Os pais e a filha frequentam a Escola Municipal Madre Francisca, na Vila Pedroso. O retorno aconteceu quando Selma procurou a unidade para matricular o filho, em agosto de 2025. De acordo com a Prefeitura de Goiânia, como não havia a etapa de ensino para ele, Selma foi convidada a conhecer a turma de Educação de Jovens e Adultos (EJA).
"A gente se ajuda. Tira dúvidas. Tem sido um motivo de alegria e também uma forma de poder retribuir o que ele fez por mim lá atrás. Ele trabalhou muito quando era mais novo e não teve a oportunidade que está tendo hoje", disse Selma.
Selma interrompeu os estudos, quando era pequena, na terceira série do ensino fundamental.
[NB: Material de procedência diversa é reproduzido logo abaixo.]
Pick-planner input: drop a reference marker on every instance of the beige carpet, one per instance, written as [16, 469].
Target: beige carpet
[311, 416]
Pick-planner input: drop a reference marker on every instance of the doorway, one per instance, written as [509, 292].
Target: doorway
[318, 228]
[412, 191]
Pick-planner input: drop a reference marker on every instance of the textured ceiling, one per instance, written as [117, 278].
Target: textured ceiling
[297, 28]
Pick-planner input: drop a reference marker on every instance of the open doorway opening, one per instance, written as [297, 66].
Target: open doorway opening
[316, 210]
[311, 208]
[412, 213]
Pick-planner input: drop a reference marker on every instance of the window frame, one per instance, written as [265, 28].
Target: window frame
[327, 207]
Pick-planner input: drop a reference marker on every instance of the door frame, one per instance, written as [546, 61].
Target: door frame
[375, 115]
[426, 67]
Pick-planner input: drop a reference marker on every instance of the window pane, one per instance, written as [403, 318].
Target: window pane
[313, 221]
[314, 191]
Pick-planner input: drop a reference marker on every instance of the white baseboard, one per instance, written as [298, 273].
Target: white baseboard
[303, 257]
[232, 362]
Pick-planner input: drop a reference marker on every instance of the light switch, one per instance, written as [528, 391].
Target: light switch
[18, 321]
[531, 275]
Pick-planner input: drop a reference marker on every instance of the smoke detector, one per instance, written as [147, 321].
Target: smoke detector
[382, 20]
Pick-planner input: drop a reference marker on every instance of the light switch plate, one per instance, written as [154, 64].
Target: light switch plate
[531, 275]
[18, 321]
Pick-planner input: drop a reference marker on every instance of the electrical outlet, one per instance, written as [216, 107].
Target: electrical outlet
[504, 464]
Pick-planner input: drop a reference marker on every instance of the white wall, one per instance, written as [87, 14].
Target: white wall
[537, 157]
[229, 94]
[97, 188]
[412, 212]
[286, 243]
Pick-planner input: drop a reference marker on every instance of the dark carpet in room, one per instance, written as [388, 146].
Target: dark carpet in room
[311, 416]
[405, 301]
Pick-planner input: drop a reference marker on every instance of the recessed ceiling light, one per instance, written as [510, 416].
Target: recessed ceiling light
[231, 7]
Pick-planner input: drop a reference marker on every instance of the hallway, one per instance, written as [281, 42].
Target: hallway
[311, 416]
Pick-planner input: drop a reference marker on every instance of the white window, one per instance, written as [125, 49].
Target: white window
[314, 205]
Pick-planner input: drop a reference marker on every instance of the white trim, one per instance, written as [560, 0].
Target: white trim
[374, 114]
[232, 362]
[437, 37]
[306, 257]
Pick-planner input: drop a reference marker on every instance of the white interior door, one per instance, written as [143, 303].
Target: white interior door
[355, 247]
Agora, ela e o pai já estão no último período do EJA, na mesma turma, que será encerrado em 2027. Uma vez concluído o curso, eles já estarão aptos a ingressar em uma faculdade, um sonho de Selma que, agora, está mais perto de se tornar realidade. Já a mãe ainda está na fase da alfabetização.
E se a idade não foi um empecilho para o casal de aposentados voltar à sala de aula, tampouco a distância seria. Selma conta que, por morar no mesmo bairro da escola, ela vai diariamente a pé. Já os pais, que moram em Senador Canedo, no Setor Oliveira, precisam pegar ônibus.
Filha de Selma, Luana Barroso do Nascimento, de 22 anos, não esconde o orgulho que sente pela mãe e pelos avós.
"Muitas pessoas criticaram minha mãe por estar estudando nessa idade. Mas eu sempre falei para ela não desistir, pra ela ir".
Atualmente, Selma está sem serviço. Mas espera, em breve, novos ares profissionais. Ela já sabe qual faculdade pretende cursar após concluir o EJA: direito. "Eu ainda não decidi em qual área vou atuar. Mas que vai ser advocacia. O que eu quero é ir mais longe, ir além, poder expandir (o conhecimento) e fazer a diferença em coisas melhores", afirmou.